Mar 8 10:58:10 redis-prod-vm systemd[7558]: Stopped target Timers.
Mar 8 10:58:10 redis-prod-vm systemd[7558]: Stopping Sockets.
Mar 8 10:58:10 redis-prod-vm systemd[7558]: Stopped target Sockets.
Mar 8 10:58:10 redis-prod-vm systemd[7558]: Starting Shutdown.
Mar 8 10:58:10 redis-prod-vm systemd[7558]: Reached target Shutdown.
Mar 8 10:58:10 redis-prod-vm systemd[1]: Stopping Deferred execution scheduler...
Mar 8 10:58:10 redis-prod-vm systemd[1]: Stopping vsftpd FTP server...
Mar 8 10:58:10 redis-prod-vm systemd[1]: Stopping LSB: bitnami init script...
Mar 8 10:58:10 redis-prod-vm systemd[1]: Stopping Regular background program processing daemon...
Mar 8 10:58:10 redis-prod-vm systemd[7558]: Starting Exit the Session...
Mar 8 10:58:10 redis-prod-vm systemd[1]: Stopping Google Compute Engine user shutdown scripts...
Mar 8 10:58:10 redis-prod-vm systemd[1]: Stopping OpenBSD Secure Shell server...
This continued until the VM finished shutting down, here's the log:
2018-03-08 10:59:46.073 GMT compute.instances.stop {
"event_timestamp_us":"XXX",
"actor":{"user":""},
"resource":{
"name":"redis-prod-vm",
"type":"instance",
"zone":"us-central1-f","id":"XXX"
},
"event_type":"GCE_OPERATION_DONE",
"trace_id":"XXX",
"operation":{"type":"operation",…
I've replaced some potentially important numbers with XXX to be safe.

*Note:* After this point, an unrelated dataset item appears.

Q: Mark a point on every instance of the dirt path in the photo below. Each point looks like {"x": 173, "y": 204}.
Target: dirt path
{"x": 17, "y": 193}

Can someone please help shed light onto what happened?
I post this answer to make recommendation provided by @Taher at the comment section more visible:
Please have a look at the documentation Preemptible VM instances:
A preemptible VM is an instance that you can create and run at a much lower price than normal instances. However, Compute Engine might stop (preempt) these instances if it requires access to those resources for other tasks. Preemptible instances are excess Compute Engine capacity, so their availability varies with usage.
If your apps are fault-tolerant and can withstand possible instance preemptions, then preemptible instances can reduce your Compute Engine costs significantly. For example, batch processing jobs can run on preemptible instances. If some of those instances stop during processing, the job slows but does not completely stop. Preemptible instances complete your batch processing tasks without placing additional workload on your existing instances and without requiring you to pay full price for additional normal instances.
Please check if your instance is preemptible o not.
Also, you can follow the documentation Viewing serial port output and check if there any useful logging information.
Furthermore, please consider using Using the Logs Explorer to collect more troubleshooting information.